News : Introducing the Reference Data Management Framework
One of the ways that the Integrated Data Service (IDS) will allow accredited analysts and researchers to work at pace, is through how it links anonymised data together.
The Reference Data Management Framework, often referred to as the RDMF, is the framework that the IDS is using to improve the way in which data can be linked for analysis purposes. You may already be familiar with it, as the RDMF features as part of the Office for National Statistics’s (ONS) data strategy (opens in a new tab)
It is a trusted solution, that is scalable, and that works in practice.
The need
Decision makers want the best insight. It will be no surprise that a timely and complete picture of knowledge is needed to take any decision. Often analysts and researchers must piece this together from various sources. Historically, it is not always easy, and it takes time, particularly when considering complex issues or doing so at scale.
As a next generation research environment, the IDS provides the tools and technologies to enable users to access and integrate data from across government and the wider research community. This helps to produce new and untapped insight.
The RDMF will allow analysts and researchers to manage data securely within the IDS, whilst also enabling a more efficient approach to linkage. Data linking is also sometimes known as data matching, it is a technique that combines datasets to enrich the information that they contain. Read more about data linking on the ONS website (opens in a new tab)
The framework is designed to change the way that anonymised data about our society, environment and the economy are made available. This is so that our community of IDS analysts and researchers can easily expand datasets analytical potential with reference data.
RDMF in practice
The RDMF is an ambitious framework and is free to use for IDS users, across projects where there is a need.
The framework is made up of component parts of index data, which can be matched through a common identifier. This results in it being:
- quick
- consistent with methods
- scalable
- of the level of quality
- futureproofed, using automation in time
There are core indexes, typically:
- Business Index
- Demographic Index
- Address Index
Having these will reduce the amount of data linkage performed on a case-by-case basis, as much of the "heavier" linkage work is already complete.
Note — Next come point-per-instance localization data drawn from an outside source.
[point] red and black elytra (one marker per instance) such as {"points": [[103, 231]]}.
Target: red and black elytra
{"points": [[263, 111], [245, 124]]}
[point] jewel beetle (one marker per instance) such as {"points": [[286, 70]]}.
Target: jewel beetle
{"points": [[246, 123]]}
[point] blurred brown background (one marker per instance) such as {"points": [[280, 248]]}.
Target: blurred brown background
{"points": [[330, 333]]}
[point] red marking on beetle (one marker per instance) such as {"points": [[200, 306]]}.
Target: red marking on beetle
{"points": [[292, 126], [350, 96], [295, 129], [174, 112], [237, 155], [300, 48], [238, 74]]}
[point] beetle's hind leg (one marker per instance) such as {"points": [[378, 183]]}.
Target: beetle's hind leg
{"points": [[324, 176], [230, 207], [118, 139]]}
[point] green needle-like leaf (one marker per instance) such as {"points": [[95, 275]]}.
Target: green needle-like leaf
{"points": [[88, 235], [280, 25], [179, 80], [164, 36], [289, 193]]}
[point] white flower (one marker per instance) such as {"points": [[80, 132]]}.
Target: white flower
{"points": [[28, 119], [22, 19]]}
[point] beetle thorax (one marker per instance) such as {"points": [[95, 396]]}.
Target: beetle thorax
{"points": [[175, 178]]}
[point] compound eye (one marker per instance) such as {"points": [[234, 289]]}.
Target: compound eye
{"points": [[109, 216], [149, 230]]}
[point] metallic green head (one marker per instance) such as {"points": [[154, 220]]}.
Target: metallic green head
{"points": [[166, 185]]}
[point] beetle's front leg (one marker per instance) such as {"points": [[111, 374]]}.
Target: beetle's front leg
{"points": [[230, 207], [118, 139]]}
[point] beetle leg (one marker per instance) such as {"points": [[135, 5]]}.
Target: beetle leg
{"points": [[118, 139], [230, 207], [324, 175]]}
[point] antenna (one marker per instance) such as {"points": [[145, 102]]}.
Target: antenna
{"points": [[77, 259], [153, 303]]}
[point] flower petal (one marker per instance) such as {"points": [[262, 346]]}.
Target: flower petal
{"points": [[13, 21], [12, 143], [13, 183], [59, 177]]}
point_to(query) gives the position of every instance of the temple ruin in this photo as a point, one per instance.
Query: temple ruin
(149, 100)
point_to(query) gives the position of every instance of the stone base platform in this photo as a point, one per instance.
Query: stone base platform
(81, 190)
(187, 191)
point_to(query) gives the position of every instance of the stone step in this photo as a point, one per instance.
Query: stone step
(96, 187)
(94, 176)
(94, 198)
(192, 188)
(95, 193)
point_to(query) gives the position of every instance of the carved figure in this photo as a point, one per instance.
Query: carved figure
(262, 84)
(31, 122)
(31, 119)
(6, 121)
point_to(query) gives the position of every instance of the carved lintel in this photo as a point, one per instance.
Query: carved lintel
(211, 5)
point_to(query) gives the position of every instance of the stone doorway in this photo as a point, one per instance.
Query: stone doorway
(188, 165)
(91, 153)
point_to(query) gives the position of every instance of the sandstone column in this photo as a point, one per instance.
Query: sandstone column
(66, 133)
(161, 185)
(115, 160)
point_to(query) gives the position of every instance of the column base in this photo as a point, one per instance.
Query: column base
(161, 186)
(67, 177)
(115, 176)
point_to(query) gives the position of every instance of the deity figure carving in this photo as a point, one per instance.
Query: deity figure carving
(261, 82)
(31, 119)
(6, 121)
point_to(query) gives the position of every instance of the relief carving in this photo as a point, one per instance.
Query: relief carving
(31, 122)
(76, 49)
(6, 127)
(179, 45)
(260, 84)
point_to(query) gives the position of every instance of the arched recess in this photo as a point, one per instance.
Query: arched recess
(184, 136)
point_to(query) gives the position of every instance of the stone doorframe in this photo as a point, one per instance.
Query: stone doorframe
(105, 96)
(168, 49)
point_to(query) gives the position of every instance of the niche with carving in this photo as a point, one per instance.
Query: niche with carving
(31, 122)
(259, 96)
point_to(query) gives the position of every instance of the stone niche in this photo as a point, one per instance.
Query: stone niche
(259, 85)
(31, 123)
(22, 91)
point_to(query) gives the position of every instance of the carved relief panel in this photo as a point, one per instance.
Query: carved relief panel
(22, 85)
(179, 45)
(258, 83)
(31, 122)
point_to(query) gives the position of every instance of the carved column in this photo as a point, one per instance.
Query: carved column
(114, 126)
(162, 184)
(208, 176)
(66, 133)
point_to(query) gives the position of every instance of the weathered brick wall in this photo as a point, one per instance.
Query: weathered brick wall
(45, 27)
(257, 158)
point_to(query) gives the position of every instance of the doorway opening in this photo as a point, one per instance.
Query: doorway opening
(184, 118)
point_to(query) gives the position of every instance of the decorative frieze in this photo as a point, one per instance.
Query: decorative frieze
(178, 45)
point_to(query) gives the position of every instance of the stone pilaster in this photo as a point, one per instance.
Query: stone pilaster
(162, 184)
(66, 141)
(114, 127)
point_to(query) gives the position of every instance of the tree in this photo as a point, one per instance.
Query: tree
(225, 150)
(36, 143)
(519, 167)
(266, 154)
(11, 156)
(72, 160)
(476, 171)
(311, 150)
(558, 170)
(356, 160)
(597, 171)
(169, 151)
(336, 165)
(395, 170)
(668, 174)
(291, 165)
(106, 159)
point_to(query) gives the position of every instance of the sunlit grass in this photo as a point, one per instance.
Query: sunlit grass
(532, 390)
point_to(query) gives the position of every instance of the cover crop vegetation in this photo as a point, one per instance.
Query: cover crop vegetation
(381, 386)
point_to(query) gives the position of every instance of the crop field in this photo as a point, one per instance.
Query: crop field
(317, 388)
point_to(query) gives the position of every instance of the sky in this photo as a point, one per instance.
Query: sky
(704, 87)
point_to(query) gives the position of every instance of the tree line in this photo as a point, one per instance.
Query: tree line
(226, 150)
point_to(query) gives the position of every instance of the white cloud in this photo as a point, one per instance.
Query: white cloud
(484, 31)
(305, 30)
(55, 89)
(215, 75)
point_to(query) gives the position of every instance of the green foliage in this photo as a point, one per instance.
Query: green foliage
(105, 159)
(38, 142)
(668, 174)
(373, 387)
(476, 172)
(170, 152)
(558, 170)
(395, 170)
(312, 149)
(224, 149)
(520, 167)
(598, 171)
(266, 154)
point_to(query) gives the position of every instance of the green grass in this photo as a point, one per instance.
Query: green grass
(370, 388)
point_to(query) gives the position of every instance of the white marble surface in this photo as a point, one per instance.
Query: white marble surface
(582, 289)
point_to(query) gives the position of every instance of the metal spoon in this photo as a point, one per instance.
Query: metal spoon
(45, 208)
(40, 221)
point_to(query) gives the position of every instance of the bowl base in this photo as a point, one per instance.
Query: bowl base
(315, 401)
By indexing and matching individual datasets, it allows for easy and flexible linking at the point of use.
The benefits
The main benefit of matching central indexes, rather than directly between datasets, is that this is the most efficient and sustainable way to work.
It allows:
- consistency in the same approach to data integration, and something that potentially all government departments can aspire to through the IDS
- matching algorithm development
- quality reporting to assist quality decision making
- data matching just once, rather than multiple times
Anonymisation is mandatory
The IDS community of users can trust the reliable de-identification of datasets.
To guard against the risk of being able to reidentify people after linkage, the RDMF restricts access and applies special changes to the data, known as “disclosure control”. This means that anonymisation cannot be unpicked, but it still allows for meaningful analyses.
Watch this space!
Improving the process, by applying a trusted framework, means that a lot of the time-consuming preparation work has already been done. Allowing researchers and analyst to analyse at pace.
We will be telling you more over the coming months.